Elefante em Khao Yai ataca e mata turista no acampamento
Segundo autoridades do parque, a vítima — identificada como Jirathachai Jiraphatboonyathorn, residente da província de Lop Buri — foi surpreendida pelo elefante enquanto se exercitava ou caminhava próximo à sua barraca no início da manhã, por volta das 5h30. O animal selvagem, um elefante‑touro conhecido localmente como Plai Oi Wan, o agarrou com a tromba, arremessou‑o ao solo e o pisoteou repetidas vezes, causando ferimentos fatais.
Testemunhas relataram que a esposa da vítima conseguiu escapar e chamar ajuda, enquanto outros campistas observavam a cena com horror, sem poder intervir por causa da ameaça representada pelo animal. Equipes de resgate confirmaram múltiplas fraturas e ferimentos graves no homem.
Autoridades do parque e oficiais do Departamento de Parques Nacionais, Vida Selvagem e Conservação de Plantas afirmaram que este é o terceiro ataque fatal ligado ao mesmo elefante em Khao Yai nos últimos anos — e especulam que ele pode ter causado outros incidentes ainda não documentados. Uma reunião foi agendada ainda esta semana para decidir se o animal será realocado ou submetido a técnicas de modificação de comportamento para reduzir o risco de novos ataques.
Cresce o conflito entre humanos e elefantes
Os conflitos entre humanos e elefantes selvagens na Tailândia vêm aumentando, impulsionados pelo crescimento da população desses animais — que mais que dobrou na última década — e pela expansão de áreas turísticas e trilhas em zonas naturais.
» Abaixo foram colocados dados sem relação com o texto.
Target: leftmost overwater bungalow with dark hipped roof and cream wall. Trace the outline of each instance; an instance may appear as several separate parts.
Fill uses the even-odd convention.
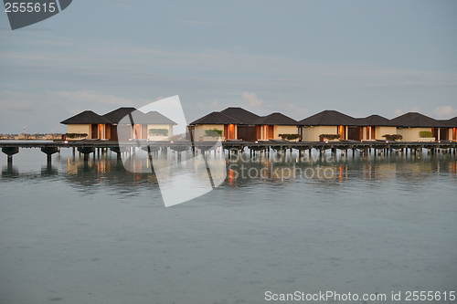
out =
[[[111,139],[111,130],[107,126],[110,126],[112,121],[91,110],[80,112],[60,123],[67,125],[67,133],[85,133],[86,139]]]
Desde 2012, mais de 220 mortes humanas foram atribuídas a ataques de elefantes selvagens no país, segundo dados oficiais, refletindo uma tendência preocupante nas áreas de fronteira entre habitats naturais e acampamentos.
Especialistas em vida selvagem alertam que a temporada seca, quando a busca por alimentos e água leva os elefantes a se aproximarem de áreas frequentadas por turistas, eleva ainda mais o risco de encontros fatais. Medidas de gestão, como rastreamento por GPS, barreiras acústicas, treinamentos específicos e maior patrulhamento estão sendo consideradas para equilibrar a segurança dos visitantes e a conservação desses animais, que são espécie ameaçada segundo a União Internacional para a Conservação da Natureza (IUCN).